I put my block in the mail today.


----------



## Kris in MI (May 30, 2002)

*rjayne*, your block arrived yesterday. Great work, and the quilt label is such a cool idea.


----------



## gotmules (Mar 3, 2011)

I mailed my block last week. the receipt from the post office said it should get there Dec. 14th. Has anyone else had Microsoft try to keep you from going on this site? I keep getting a red screen that says there is a threat on this website!


----------



## Kris in MI (May 30, 2002)

Hi everyone. Sorry I've been absent lately, and have kept you all waiting to see who is the lucky winner of these quilt blocks. The blocks all go so nicely with each other, and will make a really cheerful quilt. 

The winner is. . . . 






kidsnchix!!!


Congratulations :clap::clap:


----------



## MoBookworm1957 (Aug 24, 2015)

Congratulations kidsnchix!


----------



## kidsnchix (Oct 2, 2003)

Oh My Gosh ! ! ! I can't believe I won.....This was such beautiful fabric.....Thank you ! ! !


----------



## maxine (Jun 22, 2004)

Congrats and Merry Christmas Kidsnchix..


----------



## HorseMom (Jul 31, 2005)

Pics?


----------



## Kris in MI (May 30, 2002)

kidsnchix should be getting her blocks any day now (I was sick for about a month, so only got around to sending them this past Monday). I'll post pics after she confirms that she got the package.


----------



## kidsnchix (Oct 2, 2003)

I got the quilt squares in the mail today........Thank you ladies for such beautiful work. I will truly have fun putting this together.


----------



## maxine (Jun 22, 2004)

Kidsnchix enjoy your blocks.,, hope you will show us how you put them together.. 

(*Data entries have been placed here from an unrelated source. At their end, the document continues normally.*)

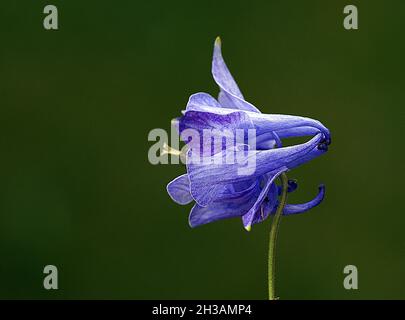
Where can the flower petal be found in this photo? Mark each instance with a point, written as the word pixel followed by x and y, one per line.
pixel 209 133
pixel 230 95
pixel 179 190
pixel 266 124
pixel 251 215
pixel 233 206
pixel 208 173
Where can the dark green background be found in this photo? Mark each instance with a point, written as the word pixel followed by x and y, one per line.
pixel 76 187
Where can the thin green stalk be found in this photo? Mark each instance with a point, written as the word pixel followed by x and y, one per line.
pixel 273 236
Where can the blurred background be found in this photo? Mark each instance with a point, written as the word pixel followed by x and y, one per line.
pixel 77 190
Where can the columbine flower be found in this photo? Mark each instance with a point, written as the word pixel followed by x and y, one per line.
pixel 217 187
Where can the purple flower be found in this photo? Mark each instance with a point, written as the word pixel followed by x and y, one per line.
pixel 217 186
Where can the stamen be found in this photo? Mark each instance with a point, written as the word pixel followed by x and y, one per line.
pixel 169 150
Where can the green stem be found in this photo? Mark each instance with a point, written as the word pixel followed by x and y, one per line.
pixel 273 236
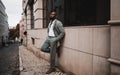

Kris glad you are feeling better,, you really did have a rough month.. thank you for being the hostess for this block swap,, am looking forward to seeing all the blocks!


----------



## Kris in MI (May 30, 2002)

I apologize for taking so long to get these pictures posted. Life has kind of overtaken me this year. . . Looks pretty good now, but I don't anticipate much online time for checking in here at HT in the coming months.


----------



## maxine (Jun 22, 2004)

Thanks for posting Kris.. hope you are well and life is going smoother..


----------



## MoBookworm1957 (Aug 24, 2015)

Take care Kris!


----------



## Island of Blueb (Sep 20, 2005)

This is going to be such a bright and pretty quilt!


----------



## MoBookworm1957 (Aug 24, 2015)

Did we ever see finished quilt and I just missed it?


----------



## gotmules (Mar 3, 2011)

Hi, I was just wondering if Kris is alright and what happened to the forum?


----------



## MoBookworm1957 (Aug 24, 2015)

I haven't heard from Kris. Don't know anything about forum. Never saw the quilt from last year.


----------